Current Research Projects
The International Migrants Bill of Rights (IMBR) Initiative conducts cutting-edge, interdisciplinary, research on the human rights of migrants and then fosters opportunities for action and innovation to reshape the way the world treats people who cross international borders.
Global Migration Governance Project
The IMBR Initiative has influenced the United Nations International Dialogue on Migration. Following the New York Declaration, the IMBR provided a critical analysis gauging that document’s successes and shortcomings. Through sustained engagement with key State missions to the UN, and analysis that evolved as the Global Compacts evolved, the IMBR Initiative presented key findings at preparatory meetings in Geneva, written analysis of initial drafts of the Compacts, and informal contact with the offices of the co-facilitators, States, and civil society in order to provide technical support and legal commentary on specific questions throughout the drafting process. The IMBR Initiative made contributions that helped shape State commitments in the Global Compact on Migration, including related to the following: non-refoulement, vulnerable migrants, prohibited grounds for discrimination, detention, due process, freedoms, and references to human rights
Regional Human Rights Standards Project
The IMBR Initiative has worked closely with the Inter-American Commission on Human Rights since 2013 to develop an Americas-specific set of principles for the rights of migrants. Despite the fact that the Americas has a rich migration history and a robust human rights system, a surprising gap persists: the lack of a single set of norms or guidelines for human rights during the migration process. The Inter-American Principles, while drawing upon regional jurisprudence, largely reflect the influence and language of the IMBR (in many cases verbatim). The draft Principles were circulated for comments by stakeholders in early 2019.

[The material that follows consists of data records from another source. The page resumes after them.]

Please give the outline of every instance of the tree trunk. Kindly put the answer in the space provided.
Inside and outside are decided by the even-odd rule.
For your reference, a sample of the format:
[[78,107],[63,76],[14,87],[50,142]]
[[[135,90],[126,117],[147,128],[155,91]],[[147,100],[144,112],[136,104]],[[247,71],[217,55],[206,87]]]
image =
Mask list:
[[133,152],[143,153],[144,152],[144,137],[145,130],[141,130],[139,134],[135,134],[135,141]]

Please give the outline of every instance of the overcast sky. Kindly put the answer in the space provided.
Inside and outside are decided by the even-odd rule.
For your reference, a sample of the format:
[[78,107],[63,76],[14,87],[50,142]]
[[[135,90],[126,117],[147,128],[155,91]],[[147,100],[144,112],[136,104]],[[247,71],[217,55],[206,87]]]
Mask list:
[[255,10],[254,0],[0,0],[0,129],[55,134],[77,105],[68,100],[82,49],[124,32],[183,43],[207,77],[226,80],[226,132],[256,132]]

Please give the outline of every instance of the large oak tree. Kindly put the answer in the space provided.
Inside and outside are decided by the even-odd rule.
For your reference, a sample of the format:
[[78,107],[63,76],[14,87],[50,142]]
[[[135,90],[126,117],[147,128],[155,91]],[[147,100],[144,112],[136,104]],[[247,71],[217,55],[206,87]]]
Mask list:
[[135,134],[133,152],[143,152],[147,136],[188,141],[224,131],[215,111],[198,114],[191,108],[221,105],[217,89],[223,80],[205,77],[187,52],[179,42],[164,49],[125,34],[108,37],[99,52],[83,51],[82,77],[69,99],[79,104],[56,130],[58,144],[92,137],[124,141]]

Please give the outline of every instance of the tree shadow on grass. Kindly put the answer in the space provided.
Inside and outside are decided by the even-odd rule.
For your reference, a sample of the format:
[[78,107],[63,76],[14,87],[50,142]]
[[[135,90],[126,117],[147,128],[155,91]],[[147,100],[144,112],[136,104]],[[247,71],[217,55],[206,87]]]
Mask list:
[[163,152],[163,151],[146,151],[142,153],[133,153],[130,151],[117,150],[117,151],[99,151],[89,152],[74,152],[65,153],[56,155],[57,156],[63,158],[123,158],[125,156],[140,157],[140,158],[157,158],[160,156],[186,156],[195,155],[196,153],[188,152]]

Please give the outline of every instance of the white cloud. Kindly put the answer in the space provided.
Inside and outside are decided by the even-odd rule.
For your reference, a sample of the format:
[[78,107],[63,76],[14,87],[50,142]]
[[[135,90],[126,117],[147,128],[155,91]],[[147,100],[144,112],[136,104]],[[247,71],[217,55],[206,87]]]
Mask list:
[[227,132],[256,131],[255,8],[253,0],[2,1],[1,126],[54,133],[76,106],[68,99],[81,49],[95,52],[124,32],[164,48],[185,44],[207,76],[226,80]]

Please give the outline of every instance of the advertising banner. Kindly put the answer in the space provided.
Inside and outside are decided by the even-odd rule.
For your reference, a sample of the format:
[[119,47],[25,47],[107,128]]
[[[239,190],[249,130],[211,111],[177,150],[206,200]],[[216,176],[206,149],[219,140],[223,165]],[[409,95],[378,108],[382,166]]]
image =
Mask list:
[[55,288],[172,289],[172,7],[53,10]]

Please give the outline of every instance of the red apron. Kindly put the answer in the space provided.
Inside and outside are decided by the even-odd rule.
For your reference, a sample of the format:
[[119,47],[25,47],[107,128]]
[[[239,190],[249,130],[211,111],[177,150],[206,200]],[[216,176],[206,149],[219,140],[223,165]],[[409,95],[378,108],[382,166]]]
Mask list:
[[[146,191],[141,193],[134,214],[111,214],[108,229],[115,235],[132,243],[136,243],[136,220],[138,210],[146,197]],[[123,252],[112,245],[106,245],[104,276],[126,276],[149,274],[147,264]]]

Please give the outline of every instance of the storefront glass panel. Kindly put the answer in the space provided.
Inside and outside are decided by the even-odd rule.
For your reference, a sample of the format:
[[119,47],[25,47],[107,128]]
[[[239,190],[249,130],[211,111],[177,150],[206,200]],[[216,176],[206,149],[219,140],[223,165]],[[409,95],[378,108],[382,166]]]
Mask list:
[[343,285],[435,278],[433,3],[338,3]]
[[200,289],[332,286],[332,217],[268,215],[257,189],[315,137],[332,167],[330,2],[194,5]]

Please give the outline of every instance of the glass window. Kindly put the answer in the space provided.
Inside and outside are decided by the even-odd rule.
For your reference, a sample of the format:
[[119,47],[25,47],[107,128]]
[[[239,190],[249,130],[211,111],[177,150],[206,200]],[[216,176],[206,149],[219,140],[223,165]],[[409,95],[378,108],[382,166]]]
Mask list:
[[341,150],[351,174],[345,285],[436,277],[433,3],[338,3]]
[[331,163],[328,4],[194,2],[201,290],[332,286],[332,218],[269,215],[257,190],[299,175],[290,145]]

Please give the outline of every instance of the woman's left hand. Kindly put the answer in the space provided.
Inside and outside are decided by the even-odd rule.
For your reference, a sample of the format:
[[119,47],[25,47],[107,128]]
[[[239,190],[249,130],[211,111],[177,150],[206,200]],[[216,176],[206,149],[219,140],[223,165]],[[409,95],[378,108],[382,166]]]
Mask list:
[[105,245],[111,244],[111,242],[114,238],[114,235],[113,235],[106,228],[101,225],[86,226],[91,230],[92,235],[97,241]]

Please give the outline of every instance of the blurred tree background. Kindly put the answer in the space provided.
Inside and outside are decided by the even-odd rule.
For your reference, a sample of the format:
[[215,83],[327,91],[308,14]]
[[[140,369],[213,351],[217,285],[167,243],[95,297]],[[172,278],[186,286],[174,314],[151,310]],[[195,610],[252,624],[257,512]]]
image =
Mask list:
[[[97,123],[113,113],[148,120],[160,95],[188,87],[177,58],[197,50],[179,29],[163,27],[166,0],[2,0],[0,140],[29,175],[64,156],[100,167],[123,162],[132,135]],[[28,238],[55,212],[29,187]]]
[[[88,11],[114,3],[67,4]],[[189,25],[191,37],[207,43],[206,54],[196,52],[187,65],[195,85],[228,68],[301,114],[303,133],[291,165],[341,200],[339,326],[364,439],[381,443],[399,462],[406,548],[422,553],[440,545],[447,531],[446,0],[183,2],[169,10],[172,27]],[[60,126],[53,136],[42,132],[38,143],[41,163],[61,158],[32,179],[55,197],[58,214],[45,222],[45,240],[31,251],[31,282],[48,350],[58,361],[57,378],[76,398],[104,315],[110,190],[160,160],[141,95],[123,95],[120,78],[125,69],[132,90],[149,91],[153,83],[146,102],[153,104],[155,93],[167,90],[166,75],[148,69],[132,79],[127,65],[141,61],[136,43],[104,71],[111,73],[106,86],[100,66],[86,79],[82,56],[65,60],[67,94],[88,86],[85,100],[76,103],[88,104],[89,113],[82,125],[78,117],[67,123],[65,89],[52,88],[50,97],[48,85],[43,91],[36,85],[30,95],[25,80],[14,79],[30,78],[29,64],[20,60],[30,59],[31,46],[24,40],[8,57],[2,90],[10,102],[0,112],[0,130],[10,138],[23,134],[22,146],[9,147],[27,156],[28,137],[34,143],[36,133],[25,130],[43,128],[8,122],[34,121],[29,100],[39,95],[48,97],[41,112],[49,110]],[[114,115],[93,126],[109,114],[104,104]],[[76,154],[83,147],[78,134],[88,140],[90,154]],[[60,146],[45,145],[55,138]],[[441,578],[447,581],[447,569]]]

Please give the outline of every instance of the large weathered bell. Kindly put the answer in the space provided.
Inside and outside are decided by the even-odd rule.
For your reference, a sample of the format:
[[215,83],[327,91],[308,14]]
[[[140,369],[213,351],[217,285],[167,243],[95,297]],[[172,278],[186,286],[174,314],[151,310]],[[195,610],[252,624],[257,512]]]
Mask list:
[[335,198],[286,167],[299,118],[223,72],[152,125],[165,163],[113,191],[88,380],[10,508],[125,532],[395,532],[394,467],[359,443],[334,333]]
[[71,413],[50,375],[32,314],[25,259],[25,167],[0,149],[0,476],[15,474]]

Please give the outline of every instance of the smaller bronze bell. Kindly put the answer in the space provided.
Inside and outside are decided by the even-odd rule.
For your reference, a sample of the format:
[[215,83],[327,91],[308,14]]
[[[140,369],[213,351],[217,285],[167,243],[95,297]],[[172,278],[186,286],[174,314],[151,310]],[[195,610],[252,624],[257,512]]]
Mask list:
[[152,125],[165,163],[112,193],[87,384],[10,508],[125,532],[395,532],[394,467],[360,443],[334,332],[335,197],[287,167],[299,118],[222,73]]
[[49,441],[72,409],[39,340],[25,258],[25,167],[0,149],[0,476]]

Migrants Rights Database Project
The IMBR Initiative has created a set of novel indicators to evaluate State compliance with the IMBR’s norms and, through support from the World Bank’s KNOMAD program, piloted the indicators in five principal destination States: Germany, Mexico, Russia, South Africa, and Turkey. The results represent a powerful tool for identifying common legal baselines and benchmarking State compliance with the law and, through this, identifying specific areas to change State practice. The Initiative is now working, with the support of the Swiss Agency for International Development, to add another 30 countries to what will be the first, global database evaluating State compliance with the human rights of all migrants.